Columnist image
Pattie Lovett-Reid

Chief Financial Commentator, CTV


We’ve all heard about the health benefits associated with getting seven hours of sleep. But now, we are also hearing about the economic benefits.

According to a new report by Rand Europe, sleep deprivation leads to a higher mortality risk and lower productivity levels in the workforce, putting a significant damper on a nation’s economy.

In Canada, a lack of sleep among the working population is costing the economy up to $21.4 billion a year, which is 1.35 per cent of the country’s GDP, the research organization found. Add to that sobering statistic, our lack of sleep increases the risk of mortality by 13 per cent and leads to Canada losing around 1.2 million working days per year.


It seems like such an easy fix – get more sleep. If you were to increase your nightly hours of sleep from under six hours, to between six and seven hours, that could add $12 billion to the Canadian economy and drop the mortality rate to 7 per cent.

Canada loses around 80,000 working days a year due to sleep deprivation among the working population. Marco Hafner, the main author of Rand’s report, says: “Our study shows that the effects from lack of sleep are massive.
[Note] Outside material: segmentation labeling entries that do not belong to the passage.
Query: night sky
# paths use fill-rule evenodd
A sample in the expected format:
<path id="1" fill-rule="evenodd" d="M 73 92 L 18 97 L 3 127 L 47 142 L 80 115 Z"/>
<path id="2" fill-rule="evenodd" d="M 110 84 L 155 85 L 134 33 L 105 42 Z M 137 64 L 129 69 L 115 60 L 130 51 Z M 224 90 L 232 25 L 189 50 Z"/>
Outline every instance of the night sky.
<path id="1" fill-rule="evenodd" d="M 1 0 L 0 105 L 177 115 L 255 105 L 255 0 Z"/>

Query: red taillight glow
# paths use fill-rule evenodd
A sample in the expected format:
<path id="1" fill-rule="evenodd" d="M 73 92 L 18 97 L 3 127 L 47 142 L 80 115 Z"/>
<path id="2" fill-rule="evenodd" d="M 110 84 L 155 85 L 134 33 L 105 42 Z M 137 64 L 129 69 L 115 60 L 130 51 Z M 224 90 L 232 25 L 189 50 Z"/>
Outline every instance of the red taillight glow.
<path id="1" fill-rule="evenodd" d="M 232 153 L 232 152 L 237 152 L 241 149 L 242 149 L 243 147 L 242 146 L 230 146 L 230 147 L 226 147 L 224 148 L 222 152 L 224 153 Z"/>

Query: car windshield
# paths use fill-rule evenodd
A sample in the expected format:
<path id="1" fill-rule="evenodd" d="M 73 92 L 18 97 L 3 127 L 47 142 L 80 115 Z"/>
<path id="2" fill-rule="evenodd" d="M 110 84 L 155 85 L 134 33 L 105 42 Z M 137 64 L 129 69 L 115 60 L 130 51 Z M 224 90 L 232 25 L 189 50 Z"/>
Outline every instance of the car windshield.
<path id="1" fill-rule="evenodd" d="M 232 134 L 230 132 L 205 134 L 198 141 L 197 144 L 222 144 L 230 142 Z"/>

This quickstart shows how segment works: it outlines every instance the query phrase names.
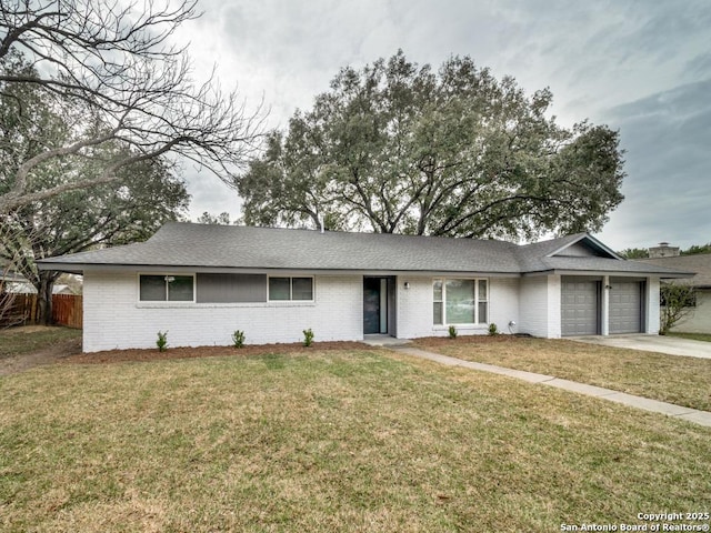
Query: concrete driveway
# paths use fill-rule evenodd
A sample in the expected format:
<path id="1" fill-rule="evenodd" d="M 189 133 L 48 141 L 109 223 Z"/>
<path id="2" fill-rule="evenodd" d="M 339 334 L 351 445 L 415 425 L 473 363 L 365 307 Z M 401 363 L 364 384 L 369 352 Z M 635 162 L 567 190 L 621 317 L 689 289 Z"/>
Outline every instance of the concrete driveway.
<path id="1" fill-rule="evenodd" d="M 663 335 L 610 335 L 610 336 L 572 336 L 572 341 L 600 344 L 603 346 L 629 348 L 645 352 L 660 352 L 670 355 L 688 355 L 690 358 L 711 359 L 711 342 L 690 341 Z"/>

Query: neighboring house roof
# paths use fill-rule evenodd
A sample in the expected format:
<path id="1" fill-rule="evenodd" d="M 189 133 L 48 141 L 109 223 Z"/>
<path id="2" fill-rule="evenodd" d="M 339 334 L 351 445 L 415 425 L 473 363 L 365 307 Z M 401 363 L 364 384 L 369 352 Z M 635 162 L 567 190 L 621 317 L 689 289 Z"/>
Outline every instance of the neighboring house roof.
<path id="1" fill-rule="evenodd" d="M 10 294 L 37 294 L 37 289 L 29 281 L 13 281 L 9 282 L 6 292 Z M 73 294 L 69 285 L 53 284 L 52 294 Z"/>
<path id="2" fill-rule="evenodd" d="M 495 240 L 319 232 L 170 222 L 142 243 L 38 261 L 43 270 L 108 266 L 239 270 L 451 272 L 520 275 L 623 272 L 687 275 L 625 261 L 587 233 L 529 245 Z"/>
<path id="3" fill-rule="evenodd" d="M 26 283 L 27 278 L 9 269 L 8 270 L 0 269 L 0 281 L 3 281 L 6 283 Z"/>
<path id="4" fill-rule="evenodd" d="M 700 289 L 711 289 L 711 253 L 641 259 L 640 261 L 668 269 L 695 272 L 695 275 L 685 280 L 684 283 L 690 283 Z"/>

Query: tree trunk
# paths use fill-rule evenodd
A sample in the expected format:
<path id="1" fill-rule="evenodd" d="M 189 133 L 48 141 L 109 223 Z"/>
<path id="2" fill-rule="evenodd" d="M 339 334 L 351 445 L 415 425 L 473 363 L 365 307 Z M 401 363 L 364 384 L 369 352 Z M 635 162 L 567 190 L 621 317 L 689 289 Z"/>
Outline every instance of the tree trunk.
<path id="1" fill-rule="evenodd" d="M 40 272 L 37 289 L 38 318 L 37 323 L 42 325 L 52 324 L 52 288 L 57 274 L 53 272 Z"/>

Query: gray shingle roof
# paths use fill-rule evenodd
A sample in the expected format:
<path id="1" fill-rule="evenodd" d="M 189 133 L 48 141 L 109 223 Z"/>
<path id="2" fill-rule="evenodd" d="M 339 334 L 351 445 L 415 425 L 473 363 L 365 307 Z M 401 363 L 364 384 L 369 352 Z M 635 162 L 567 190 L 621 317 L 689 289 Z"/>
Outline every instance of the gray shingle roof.
<path id="1" fill-rule="evenodd" d="M 585 238 L 592 239 L 583 233 L 520 247 L 493 240 L 171 222 L 143 243 L 40 263 L 41 268 L 59 270 L 126 265 L 501 274 L 564 269 L 673 274 L 670 269 L 619 259 L 547 257 Z"/>

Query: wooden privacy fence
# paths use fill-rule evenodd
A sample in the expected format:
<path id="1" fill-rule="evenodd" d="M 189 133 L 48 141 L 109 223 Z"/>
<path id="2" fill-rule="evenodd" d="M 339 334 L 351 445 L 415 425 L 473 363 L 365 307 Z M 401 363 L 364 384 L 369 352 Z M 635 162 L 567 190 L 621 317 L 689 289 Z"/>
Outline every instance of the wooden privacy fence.
<path id="1" fill-rule="evenodd" d="M 0 294 L 1 325 L 36 324 L 39 315 L 37 294 Z M 10 301 L 8 301 L 10 299 Z M 82 329 L 83 296 L 74 294 L 52 295 L 52 322 L 68 328 Z"/>

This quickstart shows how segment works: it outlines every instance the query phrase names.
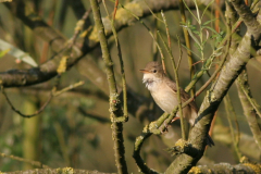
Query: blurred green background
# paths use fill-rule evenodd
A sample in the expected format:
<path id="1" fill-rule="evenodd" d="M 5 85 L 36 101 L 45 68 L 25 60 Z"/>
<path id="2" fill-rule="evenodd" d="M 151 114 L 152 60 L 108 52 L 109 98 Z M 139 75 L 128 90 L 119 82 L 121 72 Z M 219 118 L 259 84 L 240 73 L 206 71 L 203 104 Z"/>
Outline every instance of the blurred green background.
<path id="1" fill-rule="evenodd" d="M 82 2 L 85 9 L 90 8 L 89 1 Z M 121 3 L 127 2 L 128 0 L 121 1 Z M 72 9 L 72 3 L 74 3 L 72 0 L 25 0 L 24 3 L 41 16 L 50 26 L 61 32 L 66 38 L 73 36 L 77 16 Z M 107 1 L 107 5 L 109 12 L 112 13 L 113 2 Z M 102 16 L 105 16 L 102 4 L 101 12 Z M 181 41 L 184 44 L 183 30 L 179 23 L 179 11 L 166 11 L 165 15 L 172 36 L 172 49 L 177 60 L 179 55 L 176 35 L 179 35 Z M 187 16 L 191 18 L 189 13 L 187 13 Z M 91 14 L 90 18 L 91 25 L 94 25 Z M 153 16 L 148 16 L 142 20 L 152 32 L 159 29 L 164 34 L 164 25 L 158 23 Z M 210 18 L 206 17 L 206 20 Z M 129 121 L 124 124 L 124 145 L 128 170 L 137 173 L 135 161 L 132 158 L 134 140 L 141 133 L 146 123 L 156 120 L 162 113 L 153 103 L 149 91 L 145 88 L 141 82 L 142 74 L 140 74 L 138 70 L 152 61 L 153 57 L 158 60 L 160 57 L 159 53 L 154 53 L 153 41 L 148 30 L 139 23 L 134 23 L 133 26 L 122 29 L 119 33 L 119 38 L 125 63 L 127 86 L 136 95 L 146 99 L 146 105 L 151 110 L 148 117 L 137 119 L 135 115 L 129 115 Z M 39 36 L 34 35 L 32 30 L 2 3 L 0 3 L 0 39 L 28 53 L 38 64 L 46 62 L 53 54 L 48 44 L 42 41 Z M 210 44 L 206 48 L 207 55 L 211 53 L 211 41 L 213 40 L 210 40 Z M 109 40 L 109 45 L 120 84 L 120 65 L 113 39 Z M 196 49 L 194 48 L 194 50 Z M 179 67 L 179 80 L 182 87 L 185 88 L 189 83 L 189 72 L 185 49 L 183 49 L 183 53 L 184 59 Z M 98 170 L 101 172 L 116 172 L 111 125 L 109 122 L 109 98 L 86 78 L 84 75 L 85 72 L 80 69 L 80 64 L 86 63 L 86 59 L 91 59 L 103 71 L 104 64 L 100 49 L 97 48 L 87 57 L 88 58 L 82 59 L 77 65 L 62 75 L 59 86 L 61 89 L 79 80 L 84 80 L 85 84 L 54 97 L 45 111 L 38 116 L 24 119 L 17 115 L 11 110 L 7 100 L 1 95 L 1 153 L 40 161 L 50 167 L 72 166 L 75 169 Z M 195 62 L 196 61 L 199 60 L 195 59 Z M 201 64 L 198 64 L 196 70 L 199 70 L 200 65 Z M 258 103 L 261 101 L 260 65 L 261 63 L 257 60 L 251 60 L 248 64 L 250 87 Z M 169 74 L 173 77 L 170 59 L 166 59 L 166 67 Z M 30 69 L 30 66 L 25 62 L 17 61 L 16 58 L 10 54 L 0 58 L 0 72 L 12 69 Z M 211 70 L 211 72 L 213 70 Z M 207 79 L 208 76 L 204 75 L 197 84 L 197 88 L 202 86 Z M 55 79 L 51 79 L 29 87 L 9 88 L 7 89 L 7 94 L 17 110 L 21 110 L 25 114 L 32 114 L 47 101 L 54 80 Z M 231 88 L 229 95 L 240 125 L 240 148 L 243 153 L 250 159 L 259 160 L 260 151 L 258 151 L 258 147 L 252 139 L 251 132 L 244 117 L 235 86 Z M 200 105 L 203 96 L 204 92 L 197 98 L 198 105 Z M 231 144 L 231 135 L 223 104 L 221 104 L 217 111 L 215 123 L 213 139 L 216 146 L 209 148 L 204 158 L 202 158 L 199 163 L 237 163 L 238 160 Z M 174 157 L 171 157 L 164 149 L 173 146 L 175 140 L 181 137 L 178 125 L 178 123 L 175 123 L 169 129 L 169 133 L 162 136 L 152 136 L 146 141 L 141 154 L 149 166 L 158 171 L 164 171 L 172 162 Z M 32 167 L 37 166 L 0 157 L 1 172 L 28 170 Z"/>

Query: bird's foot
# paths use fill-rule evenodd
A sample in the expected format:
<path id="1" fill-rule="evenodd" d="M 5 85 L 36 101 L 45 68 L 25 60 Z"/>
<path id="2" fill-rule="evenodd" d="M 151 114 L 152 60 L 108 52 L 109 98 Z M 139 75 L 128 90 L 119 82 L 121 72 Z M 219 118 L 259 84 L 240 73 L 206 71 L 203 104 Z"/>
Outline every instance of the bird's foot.
<path id="1" fill-rule="evenodd" d="M 181 154 L 186 152 L 191 144 L 184 139 L 178 139 L 174 147 L 166 149 L 172 156 Z"/>

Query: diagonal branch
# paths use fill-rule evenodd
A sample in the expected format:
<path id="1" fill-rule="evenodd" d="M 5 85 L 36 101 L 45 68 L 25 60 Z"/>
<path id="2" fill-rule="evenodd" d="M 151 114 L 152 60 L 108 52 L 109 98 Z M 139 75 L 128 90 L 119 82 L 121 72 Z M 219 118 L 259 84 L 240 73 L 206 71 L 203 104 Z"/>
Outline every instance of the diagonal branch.
<path id="1" fill-rule="evenodd" d="M 246 5 L 240 7 L 240 9 L 244 8 L 246 8 Z M 246 15 L 245 11 L 243 13 L 236 7 L 235 9 L 240 16 Z M 259 26 L 259 23 L 254 23 L 254 26 L 251 27 Z M 187 173 L 191 169 L 191 166 L 196 165 L 198 160 L 203 156 L 206 147 L 204 137 L 209 132 L 214 113 L 217 110 L 227 90 L 237 78 L 238 74 L 240 74 L 247 62 L 250 60 L 250 48 L 253 45 L 252 40 L 259 39 L 260 33 L 257 34 L 254 29 L 247 30 L 241 42 L 237 47 L 237 50 L 234 52 L 231 60 L 221 71 L 219 79 L 207 92 L 207 96 L 204 97 L 204 100 L 199 111 L 199 116 L 197 117 L 196 124 L 189 135 L 189 142 L 192 145 L 194 148 L 198 149 L 200 153 L 198 153 L 198 156 L 194 158 L 187 154 L 178 156 L 166 170 L 166 174 L 173 173 L 174 170 L 176 173 Z"/>

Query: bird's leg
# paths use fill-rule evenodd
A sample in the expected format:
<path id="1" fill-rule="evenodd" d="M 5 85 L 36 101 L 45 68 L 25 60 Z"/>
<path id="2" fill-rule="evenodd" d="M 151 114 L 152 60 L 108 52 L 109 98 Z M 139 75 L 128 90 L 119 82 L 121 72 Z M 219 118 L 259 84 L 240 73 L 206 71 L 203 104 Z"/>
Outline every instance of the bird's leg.
<path id="1" fill-rule="evenodd" d="M 178 116 L 174 117 L 171 123 L 175 122 L 178 119 L 181 119 L 181 117 L 178 117 Z"/>
<path id="2" fill-rule="evenodd" d="M 175 122 L 175 121 L 178 120 L 178 119 L 181 119 L 181 117 L 178 117 L 178 116 L 174 117 L 174 119 L 171 121 L 171 123 Z M 166 123 L 166 121 L 164 121 L 164 127 L 161 129 L 161 133 L 162 133 L 162 134 L 163 134 L 163 133 L 167 133 L 167 123 Z"/>

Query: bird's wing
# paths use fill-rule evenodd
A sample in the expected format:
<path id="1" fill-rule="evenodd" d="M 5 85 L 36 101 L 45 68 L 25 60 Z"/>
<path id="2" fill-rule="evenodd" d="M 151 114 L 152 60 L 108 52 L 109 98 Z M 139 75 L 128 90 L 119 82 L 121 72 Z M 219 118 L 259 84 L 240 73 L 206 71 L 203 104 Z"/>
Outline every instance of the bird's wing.
<path id="1" fill-rule="evenodd" d="M 177 92 L 177 88 L 176 88 L 176 83 L 174 83 L 173 80 L 171 80 L 169 77 L 165 77 L 165 82 L 166 82 L 166 85 L 169 87 L 171 87 L 171 89 L 176 94 Z M 182 97 L 182 102 L 186 102 L 190 96 L 183 89 L 183 88 L 179 88 L 181 89 L 181 97 Z M 195 101 L 191 101 L 189 103 L 189 105 L 196 111 L 198 112 L 198 107 L 196 104 Z"/>

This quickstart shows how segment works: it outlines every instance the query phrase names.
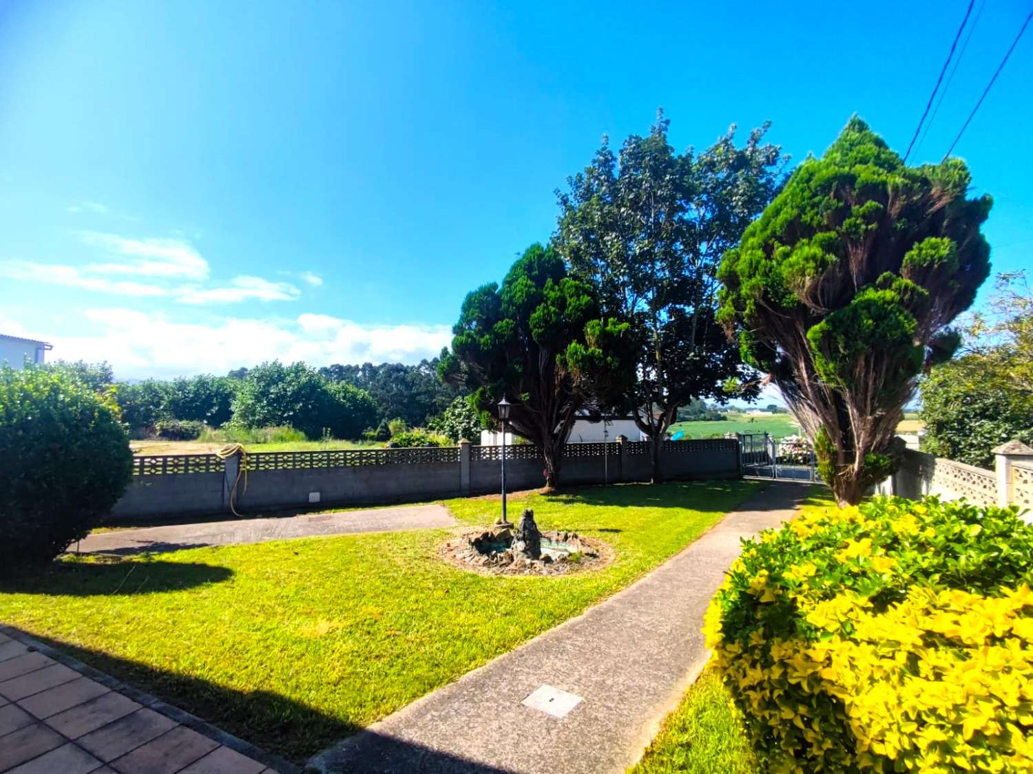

Sleep deprivation not only influences an individual’s health and wellbeing but has a significant impact on a nation’s economy, with lower productivity levels and a higher mortality risk among workers.”

Here are a few recommendations from Rand on how to improve sleep – and productivity:


  • Set consistent wake-up times
  • Limit the use of electronic items before bedtime
  • Do physical activity earlier in the day


  • Recognize the importance of sleep and the employer’s role in its promotion
  • Design and build brighter workspaces with facilities for daytime naps
  • Discourage the extended use of electronic devices after working hours

Public authorities

  • Support health professionals in providing sleep-related help
  • Encourage employers to pay attention to sleep issues
  • Consider introducing later starting times for schools

The bottom line: The sweet spot for sleep is between seven and nine hours for both health and productivity.